Gostaria que você me desse uma cópia daquele texto: eles serão para mim uma conexão eterna com um tempo cuja lembrança haverá sempre de aquecer e iluminar meus dias frio e escuridão.
Até o fim.
Gostaria de voltar. Estalar os dedos e voltar àqueles dias, não para reviver a alegria vigorosa e irresponsável de então. Mas para fazer todas as coisas que deveria ter feito e que não fiz. Falar tudo o que deveria ter dito e silenciei.
E dançar com você. Quantas oportunidades perdidas, e hoje eu daria tudo para dançar com você e já não posso.
Vi velhas fotos de madrugada e pela manhã. Fico aqui pensando que esta é uma das coisas mais duras de dividir. Muito mais que dinheiro. As fotos. Dou graças a um Deus que nem sei se existe por elas existirem. As imagens. Aquelas imagens.
Uma vida ali, tantos anos, e tudo tão rápido, e tão rápido, e tão rápido. Deus, Deus eu detesto a fragilidade de tudo a impermanência.
Do baile, daquele baile, não há foto, mas não é necessário. Lembro tão bem. Estava escrito que você tinha sido feita pra mim. Pra sempre.

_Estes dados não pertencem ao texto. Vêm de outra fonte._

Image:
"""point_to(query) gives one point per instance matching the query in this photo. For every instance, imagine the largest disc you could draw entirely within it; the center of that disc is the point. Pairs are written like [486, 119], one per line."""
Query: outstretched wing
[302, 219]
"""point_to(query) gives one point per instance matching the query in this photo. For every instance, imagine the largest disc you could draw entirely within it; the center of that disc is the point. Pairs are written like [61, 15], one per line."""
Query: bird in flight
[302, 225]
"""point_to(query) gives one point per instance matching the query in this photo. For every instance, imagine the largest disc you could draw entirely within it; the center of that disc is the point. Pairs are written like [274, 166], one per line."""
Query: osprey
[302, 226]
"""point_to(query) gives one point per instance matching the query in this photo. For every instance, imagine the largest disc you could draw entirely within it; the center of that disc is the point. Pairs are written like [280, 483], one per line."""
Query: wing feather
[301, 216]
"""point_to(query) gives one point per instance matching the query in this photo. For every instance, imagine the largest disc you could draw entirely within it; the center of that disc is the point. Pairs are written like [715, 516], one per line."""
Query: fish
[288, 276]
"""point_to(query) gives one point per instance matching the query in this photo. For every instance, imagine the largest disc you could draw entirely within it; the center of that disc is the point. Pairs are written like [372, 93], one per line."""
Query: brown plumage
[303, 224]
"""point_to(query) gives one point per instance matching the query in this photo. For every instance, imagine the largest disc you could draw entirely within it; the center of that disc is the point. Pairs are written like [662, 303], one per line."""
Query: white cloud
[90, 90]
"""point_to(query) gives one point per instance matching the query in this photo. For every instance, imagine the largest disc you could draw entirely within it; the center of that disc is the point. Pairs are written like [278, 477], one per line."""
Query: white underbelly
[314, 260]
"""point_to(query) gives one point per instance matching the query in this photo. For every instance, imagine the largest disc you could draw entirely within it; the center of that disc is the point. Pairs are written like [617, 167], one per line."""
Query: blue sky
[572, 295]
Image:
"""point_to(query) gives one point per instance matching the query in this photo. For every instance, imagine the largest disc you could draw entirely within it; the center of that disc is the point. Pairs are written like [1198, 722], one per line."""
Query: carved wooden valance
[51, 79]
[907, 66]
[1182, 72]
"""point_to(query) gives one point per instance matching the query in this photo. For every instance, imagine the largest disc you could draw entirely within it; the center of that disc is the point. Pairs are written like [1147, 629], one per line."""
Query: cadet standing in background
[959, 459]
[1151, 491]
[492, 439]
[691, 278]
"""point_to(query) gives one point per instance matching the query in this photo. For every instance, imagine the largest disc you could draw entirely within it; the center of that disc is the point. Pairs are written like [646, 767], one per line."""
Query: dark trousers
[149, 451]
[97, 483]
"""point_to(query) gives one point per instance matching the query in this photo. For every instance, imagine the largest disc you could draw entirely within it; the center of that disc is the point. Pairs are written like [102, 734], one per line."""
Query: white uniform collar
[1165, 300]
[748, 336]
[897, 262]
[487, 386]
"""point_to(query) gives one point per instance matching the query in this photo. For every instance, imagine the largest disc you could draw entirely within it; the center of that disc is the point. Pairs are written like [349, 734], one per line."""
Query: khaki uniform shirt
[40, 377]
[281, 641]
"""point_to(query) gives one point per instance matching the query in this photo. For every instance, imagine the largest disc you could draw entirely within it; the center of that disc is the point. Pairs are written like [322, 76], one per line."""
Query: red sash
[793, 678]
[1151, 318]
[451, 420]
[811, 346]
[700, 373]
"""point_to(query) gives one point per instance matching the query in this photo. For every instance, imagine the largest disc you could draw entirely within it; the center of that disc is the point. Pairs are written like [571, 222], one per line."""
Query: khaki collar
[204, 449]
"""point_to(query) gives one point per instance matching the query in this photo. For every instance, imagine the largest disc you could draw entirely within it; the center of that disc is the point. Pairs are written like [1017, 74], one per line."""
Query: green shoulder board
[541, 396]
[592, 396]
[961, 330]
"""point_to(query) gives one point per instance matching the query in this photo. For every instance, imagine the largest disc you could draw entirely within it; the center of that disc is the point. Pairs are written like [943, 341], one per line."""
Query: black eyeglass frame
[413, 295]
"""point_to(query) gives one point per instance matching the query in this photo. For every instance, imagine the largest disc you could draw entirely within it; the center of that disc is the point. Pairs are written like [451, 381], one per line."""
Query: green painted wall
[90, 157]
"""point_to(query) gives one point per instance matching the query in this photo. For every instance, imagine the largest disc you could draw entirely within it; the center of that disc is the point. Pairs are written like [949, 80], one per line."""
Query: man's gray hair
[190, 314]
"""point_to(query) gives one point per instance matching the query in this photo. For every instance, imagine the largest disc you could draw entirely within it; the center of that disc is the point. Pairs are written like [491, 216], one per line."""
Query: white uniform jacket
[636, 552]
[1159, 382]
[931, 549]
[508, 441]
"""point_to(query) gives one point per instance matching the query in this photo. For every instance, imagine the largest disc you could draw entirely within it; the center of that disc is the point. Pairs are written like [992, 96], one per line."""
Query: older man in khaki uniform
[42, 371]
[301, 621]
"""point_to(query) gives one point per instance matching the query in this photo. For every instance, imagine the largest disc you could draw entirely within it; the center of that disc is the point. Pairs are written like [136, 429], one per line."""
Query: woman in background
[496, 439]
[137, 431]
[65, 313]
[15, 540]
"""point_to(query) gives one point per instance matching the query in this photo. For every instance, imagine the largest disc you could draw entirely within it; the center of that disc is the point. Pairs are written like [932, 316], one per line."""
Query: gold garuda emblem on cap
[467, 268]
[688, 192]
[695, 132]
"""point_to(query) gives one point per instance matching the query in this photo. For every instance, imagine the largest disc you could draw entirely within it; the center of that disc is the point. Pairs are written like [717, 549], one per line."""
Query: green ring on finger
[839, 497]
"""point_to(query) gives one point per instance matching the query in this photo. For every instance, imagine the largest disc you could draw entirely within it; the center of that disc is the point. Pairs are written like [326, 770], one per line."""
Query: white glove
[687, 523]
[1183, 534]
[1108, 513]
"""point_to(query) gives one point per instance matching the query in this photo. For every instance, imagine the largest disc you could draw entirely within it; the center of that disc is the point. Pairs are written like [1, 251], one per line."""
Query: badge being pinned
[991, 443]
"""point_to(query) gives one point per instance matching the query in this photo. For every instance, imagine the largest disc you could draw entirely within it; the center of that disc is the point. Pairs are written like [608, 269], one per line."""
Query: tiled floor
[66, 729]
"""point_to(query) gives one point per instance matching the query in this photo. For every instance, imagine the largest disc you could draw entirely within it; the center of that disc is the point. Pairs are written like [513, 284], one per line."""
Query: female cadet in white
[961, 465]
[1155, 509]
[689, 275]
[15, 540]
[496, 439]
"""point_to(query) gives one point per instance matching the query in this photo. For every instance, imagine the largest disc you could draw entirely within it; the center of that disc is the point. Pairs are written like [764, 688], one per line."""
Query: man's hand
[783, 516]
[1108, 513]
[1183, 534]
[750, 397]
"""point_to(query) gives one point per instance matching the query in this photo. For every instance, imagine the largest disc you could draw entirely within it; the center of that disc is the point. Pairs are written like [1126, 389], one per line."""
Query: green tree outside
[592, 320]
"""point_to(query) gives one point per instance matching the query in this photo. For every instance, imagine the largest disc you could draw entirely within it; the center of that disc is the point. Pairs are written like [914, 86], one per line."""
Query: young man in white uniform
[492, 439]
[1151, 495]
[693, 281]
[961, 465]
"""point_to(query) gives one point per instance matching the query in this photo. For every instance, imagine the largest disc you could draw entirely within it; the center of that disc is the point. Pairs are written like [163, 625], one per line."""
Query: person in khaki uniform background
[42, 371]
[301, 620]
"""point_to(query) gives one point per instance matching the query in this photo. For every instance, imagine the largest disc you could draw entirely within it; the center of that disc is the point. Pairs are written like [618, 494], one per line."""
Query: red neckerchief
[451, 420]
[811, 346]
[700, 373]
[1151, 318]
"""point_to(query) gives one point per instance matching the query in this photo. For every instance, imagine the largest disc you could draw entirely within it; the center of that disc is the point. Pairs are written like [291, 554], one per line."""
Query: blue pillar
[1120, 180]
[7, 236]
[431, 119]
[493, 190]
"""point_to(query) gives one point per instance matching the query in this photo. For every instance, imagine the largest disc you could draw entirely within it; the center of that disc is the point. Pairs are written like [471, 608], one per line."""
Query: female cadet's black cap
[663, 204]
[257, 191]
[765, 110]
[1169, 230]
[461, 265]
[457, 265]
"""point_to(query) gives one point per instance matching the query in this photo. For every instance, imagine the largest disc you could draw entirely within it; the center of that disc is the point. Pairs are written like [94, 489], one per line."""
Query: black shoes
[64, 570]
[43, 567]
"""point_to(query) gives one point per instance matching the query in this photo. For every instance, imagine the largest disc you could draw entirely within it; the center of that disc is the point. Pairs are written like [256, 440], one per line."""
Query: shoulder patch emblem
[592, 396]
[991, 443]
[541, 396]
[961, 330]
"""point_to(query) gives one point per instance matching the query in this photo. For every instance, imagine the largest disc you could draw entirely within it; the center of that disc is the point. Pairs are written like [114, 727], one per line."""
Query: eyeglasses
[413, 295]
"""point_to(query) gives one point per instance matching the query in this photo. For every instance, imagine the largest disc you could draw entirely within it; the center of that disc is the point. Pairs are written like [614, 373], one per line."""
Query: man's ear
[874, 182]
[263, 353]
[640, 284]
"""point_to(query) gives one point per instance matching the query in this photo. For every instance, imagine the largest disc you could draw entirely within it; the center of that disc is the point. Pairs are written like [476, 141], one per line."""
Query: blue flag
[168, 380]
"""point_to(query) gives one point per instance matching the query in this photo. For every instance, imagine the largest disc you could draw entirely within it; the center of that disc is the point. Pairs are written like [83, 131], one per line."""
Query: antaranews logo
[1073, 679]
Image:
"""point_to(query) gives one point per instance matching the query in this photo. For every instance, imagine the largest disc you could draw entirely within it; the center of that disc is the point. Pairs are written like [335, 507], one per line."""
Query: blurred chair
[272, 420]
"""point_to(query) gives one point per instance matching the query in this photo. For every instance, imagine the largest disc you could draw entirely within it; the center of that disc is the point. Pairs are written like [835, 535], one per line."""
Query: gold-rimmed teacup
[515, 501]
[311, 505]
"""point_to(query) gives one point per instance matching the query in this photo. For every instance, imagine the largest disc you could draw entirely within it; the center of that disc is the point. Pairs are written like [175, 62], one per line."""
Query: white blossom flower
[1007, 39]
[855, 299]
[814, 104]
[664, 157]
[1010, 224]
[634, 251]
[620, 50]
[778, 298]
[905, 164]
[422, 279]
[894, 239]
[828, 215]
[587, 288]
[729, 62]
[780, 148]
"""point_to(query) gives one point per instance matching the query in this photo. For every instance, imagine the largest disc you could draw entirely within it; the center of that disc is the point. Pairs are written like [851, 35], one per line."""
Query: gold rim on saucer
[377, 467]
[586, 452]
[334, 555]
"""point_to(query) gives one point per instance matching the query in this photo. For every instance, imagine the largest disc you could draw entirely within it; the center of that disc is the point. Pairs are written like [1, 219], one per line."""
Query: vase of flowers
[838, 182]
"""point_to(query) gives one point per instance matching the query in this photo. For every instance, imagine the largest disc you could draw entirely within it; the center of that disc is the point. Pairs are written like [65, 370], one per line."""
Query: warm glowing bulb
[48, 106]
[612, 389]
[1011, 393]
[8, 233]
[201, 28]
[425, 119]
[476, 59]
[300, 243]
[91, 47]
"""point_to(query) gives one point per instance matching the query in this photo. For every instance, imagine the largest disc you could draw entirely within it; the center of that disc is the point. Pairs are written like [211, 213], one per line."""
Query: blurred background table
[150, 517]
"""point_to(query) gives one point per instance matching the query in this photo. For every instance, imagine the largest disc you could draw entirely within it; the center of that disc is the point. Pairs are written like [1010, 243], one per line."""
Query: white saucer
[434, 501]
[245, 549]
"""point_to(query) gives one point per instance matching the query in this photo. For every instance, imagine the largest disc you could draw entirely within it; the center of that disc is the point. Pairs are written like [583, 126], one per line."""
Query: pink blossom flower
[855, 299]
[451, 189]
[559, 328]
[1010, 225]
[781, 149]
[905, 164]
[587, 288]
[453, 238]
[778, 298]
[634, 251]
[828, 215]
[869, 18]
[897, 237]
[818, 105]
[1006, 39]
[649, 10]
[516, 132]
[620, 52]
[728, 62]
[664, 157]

Os lábios dizem que não se deve lamentar o passado.
Pois eu desafio a sabedoria e lamento tantas coisas.
Lamento não ter correspondido as suas expectativas.
Lamento não ter feito as coisas necessárias para que você visse no casamento algo único, lindo, exatamente como você sonhava, duas pessoas tão unidas numa só que não se pode ver a costura entre elas.
Lamento ter destruído seu sonho justo de menina.
Lamento não ter deixado claro quanto amo, quanto amei, quanto amarei.
Lamento não ter dito e mostrado que você é a figura central da minha vida.
Lamento não ter dito e mostrado a você que eu morro sem você.
Não acredito no que você acredita. Que voltaremos aqui por alguma razão. Que voltaremos depois da morte por alguma razão. Mais como eu gostaria de acreditar, como eu gostaria. E então eu vejo a nós dois outra vez. Nós nos encontraríamos mesmo diante da maior multidão do mundo. Meus olhos. Meus olhos haveriam de achá-la. Você. Eu. Nós dois. Feitos um para o outro. Para realizar o que poderia ter sido e que não foi. Uma outra vida. Nós dois. Sempre, sempre, sempre.